I’ve build multiple versions of HTM for iOS 14.5 with the end goal of improving Apple’s Natural Language framework’s accuracy in as many languages as possible.
The final class will be a baked-in version (unconnected synapses removed) of an HTM that can only compare SDRs (no learning). Specifically, it should be able to:
- Compare SDRs of text.
- Compare Unions of SDRs of text.
For example, if you compare the definitions of “miso soup” and “chicken soup” many bits should be overlapping. The union of definitions for all soups and the definition of a random soup should also have a significant number of bits overlapping.
Apple’s NL framework allows for this as well as other functionality via word and sentence embedding but the accuracy is very poor and many words are missing.

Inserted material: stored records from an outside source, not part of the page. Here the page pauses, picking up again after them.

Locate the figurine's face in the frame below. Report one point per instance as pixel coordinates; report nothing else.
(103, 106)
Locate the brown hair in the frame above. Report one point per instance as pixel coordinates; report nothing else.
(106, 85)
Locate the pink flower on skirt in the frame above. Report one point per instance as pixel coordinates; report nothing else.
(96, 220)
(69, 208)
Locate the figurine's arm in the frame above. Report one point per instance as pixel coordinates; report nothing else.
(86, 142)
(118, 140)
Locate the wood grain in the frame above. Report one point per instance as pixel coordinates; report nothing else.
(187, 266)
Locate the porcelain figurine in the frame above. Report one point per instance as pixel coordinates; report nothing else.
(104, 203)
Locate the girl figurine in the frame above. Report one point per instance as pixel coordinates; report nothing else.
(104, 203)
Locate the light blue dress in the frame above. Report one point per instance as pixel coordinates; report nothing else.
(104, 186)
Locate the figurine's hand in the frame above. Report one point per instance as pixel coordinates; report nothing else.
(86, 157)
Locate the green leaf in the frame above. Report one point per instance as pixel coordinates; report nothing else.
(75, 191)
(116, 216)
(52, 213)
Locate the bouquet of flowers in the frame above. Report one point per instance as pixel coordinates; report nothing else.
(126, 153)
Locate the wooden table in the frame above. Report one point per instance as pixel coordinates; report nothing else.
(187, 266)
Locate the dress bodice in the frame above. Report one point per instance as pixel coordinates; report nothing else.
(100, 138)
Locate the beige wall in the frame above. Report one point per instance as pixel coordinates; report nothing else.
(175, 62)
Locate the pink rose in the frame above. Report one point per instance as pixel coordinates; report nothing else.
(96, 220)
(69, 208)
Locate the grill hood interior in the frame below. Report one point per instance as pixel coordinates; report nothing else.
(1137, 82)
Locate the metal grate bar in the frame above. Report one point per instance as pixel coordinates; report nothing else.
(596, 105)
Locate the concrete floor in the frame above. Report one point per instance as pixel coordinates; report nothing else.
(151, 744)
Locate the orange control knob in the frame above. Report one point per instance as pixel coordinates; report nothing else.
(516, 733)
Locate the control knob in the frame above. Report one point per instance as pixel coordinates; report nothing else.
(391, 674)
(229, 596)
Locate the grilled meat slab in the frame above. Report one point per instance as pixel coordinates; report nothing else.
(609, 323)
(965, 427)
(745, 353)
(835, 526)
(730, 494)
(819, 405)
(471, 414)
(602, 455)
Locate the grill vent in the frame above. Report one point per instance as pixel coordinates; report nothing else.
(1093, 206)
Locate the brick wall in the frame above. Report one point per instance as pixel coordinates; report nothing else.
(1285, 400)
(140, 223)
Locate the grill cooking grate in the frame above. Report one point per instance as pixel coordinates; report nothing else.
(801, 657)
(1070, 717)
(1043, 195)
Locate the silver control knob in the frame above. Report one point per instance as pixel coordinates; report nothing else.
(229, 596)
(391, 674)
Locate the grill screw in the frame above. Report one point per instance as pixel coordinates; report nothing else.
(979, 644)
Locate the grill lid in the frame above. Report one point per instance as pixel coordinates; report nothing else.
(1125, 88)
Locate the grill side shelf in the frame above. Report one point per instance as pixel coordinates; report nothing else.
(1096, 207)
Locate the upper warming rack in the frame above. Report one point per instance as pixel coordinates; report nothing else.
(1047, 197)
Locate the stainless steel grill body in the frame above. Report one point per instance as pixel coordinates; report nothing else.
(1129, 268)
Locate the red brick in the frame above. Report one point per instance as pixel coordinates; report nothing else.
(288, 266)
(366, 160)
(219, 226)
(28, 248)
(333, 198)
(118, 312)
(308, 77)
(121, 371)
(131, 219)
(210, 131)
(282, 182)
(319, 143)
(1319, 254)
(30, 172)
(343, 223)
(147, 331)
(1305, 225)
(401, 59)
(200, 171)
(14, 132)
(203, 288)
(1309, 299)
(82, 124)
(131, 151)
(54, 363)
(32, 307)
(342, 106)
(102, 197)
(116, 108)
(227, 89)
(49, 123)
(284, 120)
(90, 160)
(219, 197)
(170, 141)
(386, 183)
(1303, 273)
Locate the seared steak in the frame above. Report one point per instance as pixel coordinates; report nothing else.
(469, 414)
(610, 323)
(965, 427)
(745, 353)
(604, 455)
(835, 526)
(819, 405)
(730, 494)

Surprisingly, it does an amazing job at tokenization and lemmatization of text (even for words that are missing somehow) which I will use to process the text before I feed it to the HTM.
Currently, I have the HTM version which I will need (spatial pooler only) and the training data (100,000 Wikipedia articles). I’m looking for ways to make this work. For the final version I will use as many Wikipedia articles as I can find (in the order of millions) for all supported languages.
Using Francisco Webber’s method explained here. To be honest that’s way over my current programming abilities mainly because of not having any prior experience with machine learning algorithms and networks in general. I just can’t wrap my head around exactly how he does it (vectors of documents and kohonen maps) even though on the surface it looks and sounds very simple.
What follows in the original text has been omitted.